August 14, 2006 | Philippine Daily Inquirer
Too many trade pacts seen driving up costs
Study: Apec members need to harmonize provisions
By Ronnel Domingo
THE PROLIFERATION of regional and bilateral free trade agreements in the Asia-Pacific, coupled with the failure of global trade talks, is driving up transaction costs for business despite the decrease in tariffs.
A study being done by a research center based in the University of Southern California shows that there is a need for member economies of the Asia-Pacific Economic Cooperation to harmonize trade provisions amid the clutter of FTAs.
Peter R. Giulioni Jr., executive director of the Fred V. Kennan MBA Career Source Center at the USC’s Marshall School of Business, on Saturday said the significant divergence among the wide array of FTAs could be making business operations more complex, while increasing costs.

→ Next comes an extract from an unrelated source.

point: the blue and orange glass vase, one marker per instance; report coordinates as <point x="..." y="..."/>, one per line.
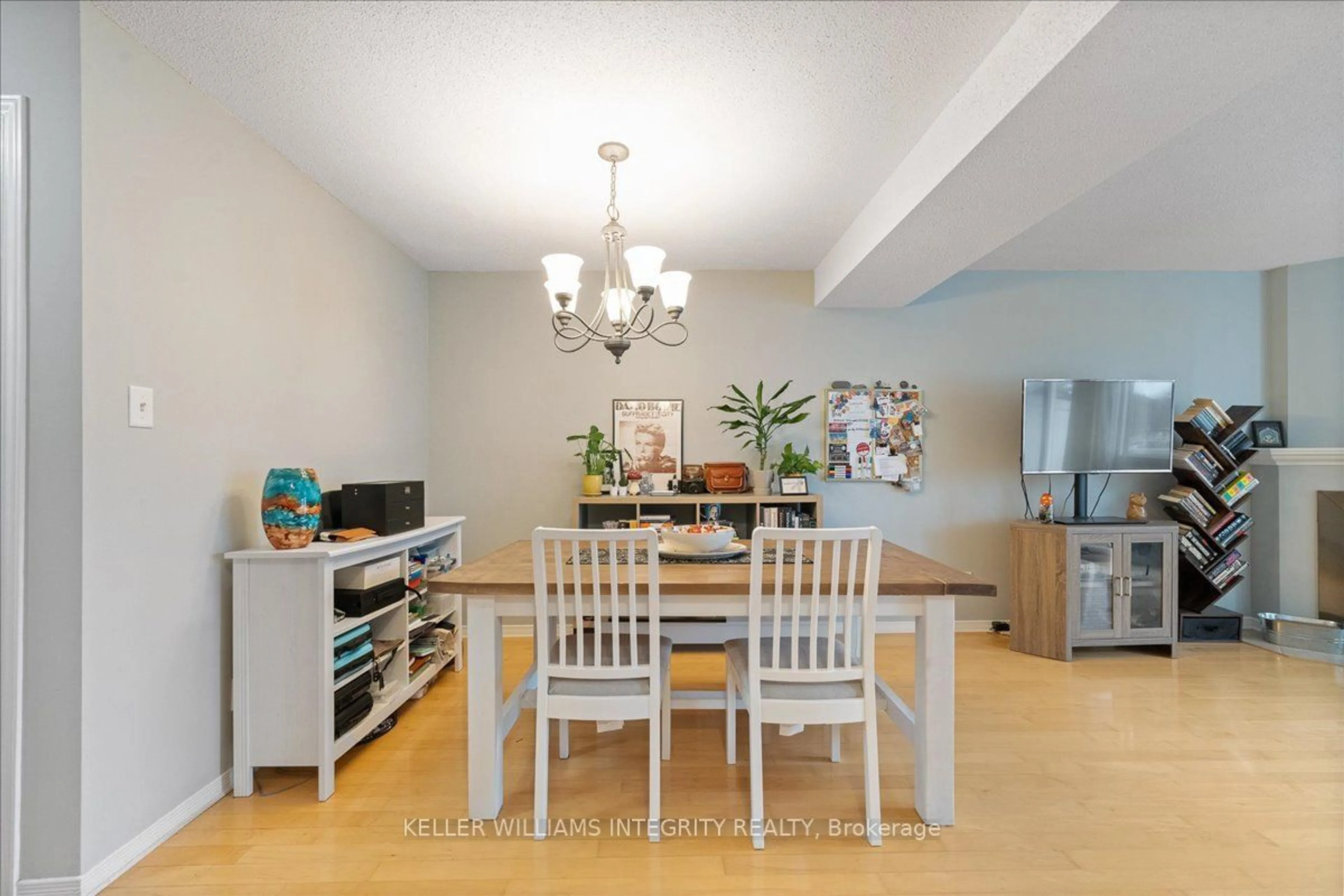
<point x="291" y="507"/>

Giulioni was presenting to the Apec Business Advisory Council (ABAC) the first phase of a comparative analysis of FTAs in the region, which he said would produce a catalog that business could use as a tool in "navigating" the so-named "noodle bowl" of trade pacts.
ABAC, government officials and up to three business leaders from each Apec member-nation are represented in a meeting held in Cebu over the weekend.
ABAC marked its third meeting for the year, in time for the 10th anniversary of its establishment.
The academic explained that among the 21 Apec member economies, there were 21 existing FTAs and at least 17 more pending.
"(The catalog is also hoped to) help trade negotiators and researchers who are engaged in developing new FTAs," Giulioni said.
The Apec count among its members Australia, Brunei, Canada, Chile, China, Hong Kong, Indonesia, Japan, South Korea, Malaysia, Mexico, New Zealand, Papua New Guinea, Peru, Philippines, Russia, Singapore, Taiwan, Thailand, United States and Vietnam.
The Philippines is engaged in developing the Asean (Association of Southeast Asian Nations) FTA, a comprehensive economic pact, with China, and a trade in goods pact with South Korea.
The country is also involved in ongoing talks to conclude possible Asean pacts with India, the European Union and Australia.
Other findings of the USC study showed that at least 70 percent of FTAs among Apec members contained provisions that were consistent with, or even better than, the rules of the World Trade Organization.
The provisions include lower tariff commitments across the board.
Also, non-tariff provisions in these FTAs meet, or go beyond, WTO standards.
But Giulioni said such efforts to improve on WTO requirements have led to "significant divergence ... which may be increasing complexity and imposing substantial transaction costs on businesses."
He said the most important example was the wide array of rules of origin (ROO) provisions that spell out which merchandise are considered made in the FTA parties and are thus covered under tariff reduction agreements.
Giulioni said efforts to remedy the negative effects of FTAs should focus on creating a harmonized system of trade, especially one that addresses the many different ROOs.
Also in the same forum, Victor Fung, chair of the Hong Kong-based Li & Fung Group, said the multilateral approach to trade, such as that espoused in the WTO, was the only way to ensure continued health among firms and to promote global prosperity.
Li & Fung operates in about 40 economies and is focused on supply chain management, as well as export trading, retailing and distribution.
Fung said that because future trade lies with internationally dispersed manufacturing processes and increasing complex trade flows, multilateralism would matter even more.
He said bilateral agreements have "very troublesome consequences" because they distort the flows, throws up barriers, creates fiction, reduces flexibility, raises prices and hinders the ability of companies to get new countries involved in the global production system.
"This is because, with ROOs, FTA parties are keen to limit the geographic scope of where the products originate," Fung said.
He said that, in contrast, firms can pick out the best location for, and the best contractors in, a certain stage of production, which could be anywhere in the world, involving as many suppliers as possible.